Next Project: Sewing Table with Machine Lift
My beautiful and talented wife frequently uses her sewing machine ( as well as the even more frightening Serger, multiple needles and blades). Right now she has to carry it down from her crafts cabinet upstairs and set it up on our kitchen table. The light isn’t the best in the kitchen and moving the machine every time is less than optimal. We have an old desk in our dining room that we never ever use and so we thought perhaps we should get rid of the desk and make a sewing table that could also store both machines and the sewing tool box. The dining room has much better light and there would be no carrying the machine any more. ROCKLER makes a sewing machine lift mechanism that can be put inside a desk or table to make the machine rise up through the top and then disappear inside when not in use.
I’m working on the design now and am iterating on a design that will look like a nice cherry colored ( to match or dining room table and chairs ) sideboard when it isn’t in use. And in fact it could provide a surface to serve food or drinks from in the future when it is closed up. The front will have doors that use 270 degree hinges ( and the big one a piano hinge in the middle ) to swing away to opposite sides of the case to allow the operator's knees to go under the surface.

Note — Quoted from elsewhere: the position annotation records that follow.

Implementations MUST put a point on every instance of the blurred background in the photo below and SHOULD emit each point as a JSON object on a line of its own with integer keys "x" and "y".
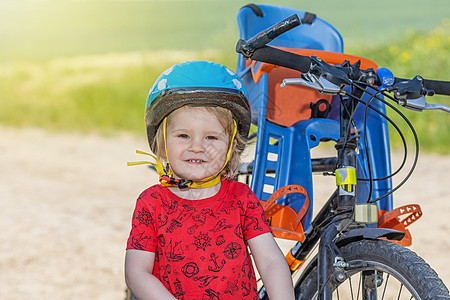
{"x": 74, "y": 77}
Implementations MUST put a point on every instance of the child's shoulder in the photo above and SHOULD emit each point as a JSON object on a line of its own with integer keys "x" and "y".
{"x": 153, "y": 192}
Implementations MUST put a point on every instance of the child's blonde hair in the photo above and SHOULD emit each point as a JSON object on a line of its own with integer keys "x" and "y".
{"x": 225, "y": 118}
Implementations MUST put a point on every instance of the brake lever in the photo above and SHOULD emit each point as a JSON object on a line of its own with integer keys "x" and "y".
{"x": 420, "y": 104}
{"x": 319, "y": 83}
{"x": 411, "y": 94}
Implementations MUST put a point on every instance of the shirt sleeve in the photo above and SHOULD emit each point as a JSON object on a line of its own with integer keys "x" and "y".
{"x": 254, "y": 221}
{"x": 143, "y": 234}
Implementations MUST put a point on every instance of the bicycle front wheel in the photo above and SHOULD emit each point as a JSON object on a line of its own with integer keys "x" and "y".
{"x": 390, "y": 272}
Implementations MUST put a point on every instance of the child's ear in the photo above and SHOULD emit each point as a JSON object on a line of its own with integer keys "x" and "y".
{"x": 234, "y": 143}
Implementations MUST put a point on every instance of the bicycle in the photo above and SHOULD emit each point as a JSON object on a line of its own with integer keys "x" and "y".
{"x": 361, "y": 239}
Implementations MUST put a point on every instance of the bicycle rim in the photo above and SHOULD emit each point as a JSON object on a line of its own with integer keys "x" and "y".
{"x": 390, "y": 272}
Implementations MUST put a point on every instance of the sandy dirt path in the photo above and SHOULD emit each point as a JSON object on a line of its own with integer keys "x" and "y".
{"x": 66, "y": 203}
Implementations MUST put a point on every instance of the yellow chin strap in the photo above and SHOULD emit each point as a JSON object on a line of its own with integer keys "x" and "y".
{"x": 165, "y": 173}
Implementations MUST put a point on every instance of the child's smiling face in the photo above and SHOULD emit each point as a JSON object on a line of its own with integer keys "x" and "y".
{"x": 197, "y": 144}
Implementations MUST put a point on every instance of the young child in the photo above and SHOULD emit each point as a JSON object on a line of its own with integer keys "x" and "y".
{"x": 191, "y": 233}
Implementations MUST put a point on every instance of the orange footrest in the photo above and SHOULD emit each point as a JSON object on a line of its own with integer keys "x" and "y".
{"x": 399, "y": 219}
{"x": 284, "y": 221}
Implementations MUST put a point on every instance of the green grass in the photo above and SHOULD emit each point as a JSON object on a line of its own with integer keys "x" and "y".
{"x": 42, "y": 30}
{"x": 92, "y": 71}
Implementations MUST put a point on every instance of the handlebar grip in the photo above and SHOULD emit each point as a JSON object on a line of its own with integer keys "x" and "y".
{"x": 438, "y": 86}
{"x": 270, "y": 33}
{"x": 282, "y": 58}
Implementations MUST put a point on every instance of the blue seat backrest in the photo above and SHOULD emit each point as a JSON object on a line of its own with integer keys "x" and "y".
{"x": 283, "y": 153}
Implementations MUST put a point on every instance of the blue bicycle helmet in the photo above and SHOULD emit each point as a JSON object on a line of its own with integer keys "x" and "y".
{"x": 197, "y": 83}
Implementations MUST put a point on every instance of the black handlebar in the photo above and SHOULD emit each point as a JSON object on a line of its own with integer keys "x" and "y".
{"x": 264, "y": 37}
{"x": 256, "y": 48}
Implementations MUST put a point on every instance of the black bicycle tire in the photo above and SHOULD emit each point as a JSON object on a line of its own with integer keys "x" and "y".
{"x": 413, "y": 268}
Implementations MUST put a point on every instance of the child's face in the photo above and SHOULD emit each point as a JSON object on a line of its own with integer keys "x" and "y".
{"x": 196, "y": 143}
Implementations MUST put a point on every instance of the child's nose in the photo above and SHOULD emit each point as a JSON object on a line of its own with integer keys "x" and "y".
{"x": 197, "y": 145}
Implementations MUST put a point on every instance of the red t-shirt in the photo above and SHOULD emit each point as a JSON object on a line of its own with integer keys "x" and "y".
{"x": 200, "y": 245}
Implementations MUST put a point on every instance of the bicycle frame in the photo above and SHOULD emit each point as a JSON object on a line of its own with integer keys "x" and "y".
{"x": 283, "y": 148}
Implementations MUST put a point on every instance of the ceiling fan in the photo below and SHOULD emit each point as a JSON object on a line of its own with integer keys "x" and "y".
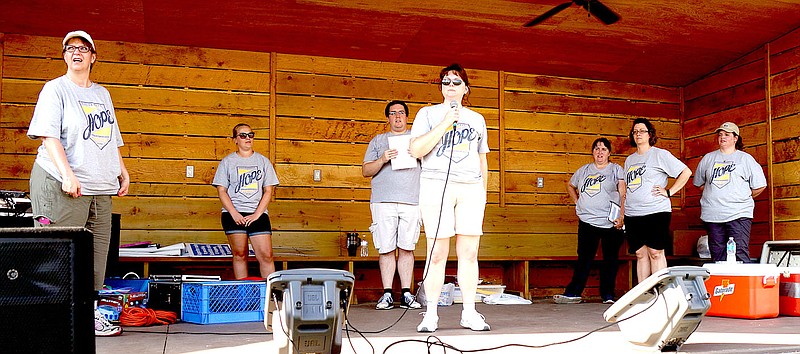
{"x": 594, "y": 7}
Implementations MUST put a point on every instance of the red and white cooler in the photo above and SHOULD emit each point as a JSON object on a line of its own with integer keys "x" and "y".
{"x": 743, "y": 290}
{"x": 789, "y": 293}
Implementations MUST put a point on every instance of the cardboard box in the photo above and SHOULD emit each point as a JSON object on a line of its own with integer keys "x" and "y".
{"x": 789, "y": 293}
{"x": 111, "y": 304}
{"x": 743, "y": 290}
{"x": 480, "y": 293}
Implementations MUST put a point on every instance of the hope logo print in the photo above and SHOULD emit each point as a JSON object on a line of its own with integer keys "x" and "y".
{"x": 456, "y": 143}
{"x": 248, "y": 180}
{"x": 633, "y": 177}
{"x": 721, "y": 173}
{"x": 98, "y": 123}
{"x": 592, "y": 184}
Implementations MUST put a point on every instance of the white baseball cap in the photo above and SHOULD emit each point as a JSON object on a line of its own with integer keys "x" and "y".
{"x": 80, "y": 34}
{"x": 729, "y": 127}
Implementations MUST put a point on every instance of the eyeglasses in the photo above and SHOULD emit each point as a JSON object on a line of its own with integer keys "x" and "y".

There will be a removable panel in the top that will reveal the sewing machine and allow it to rise up to be either flush with the top or be as if it were set on the top.
We’ll have an adjustable goose-neck lamp that can be stored under the table when not in use and installed in a bracket towards the back of the table when it is being used.
There will be two full extension slide out shelves on the left of the knee opening to store the Serger and the sewing tool box respectively.
It will be on brass ball casters to allow it to easily be pulled out from the wall to make space for fabric to flow through the machine and they will have locks to keep the table from moving around while there is sewing going on.
There will be a big out-feed space for the fabric on the left to make it easy to manage large or bulky pieces.
I’ve got a rough idea of the cut-list and hardware required and I’m waiting for the machine lift to get here from ROCKLER so I can look at it’s requirements and make sure I know how I’m going to accommodate it.
If you want to see a similar project this is the video that led me to the ROCKLER machine lift hardware.
I’m also looking to source the wood from a vendor closer to my home since shipping lumber across the country is slow and expensive.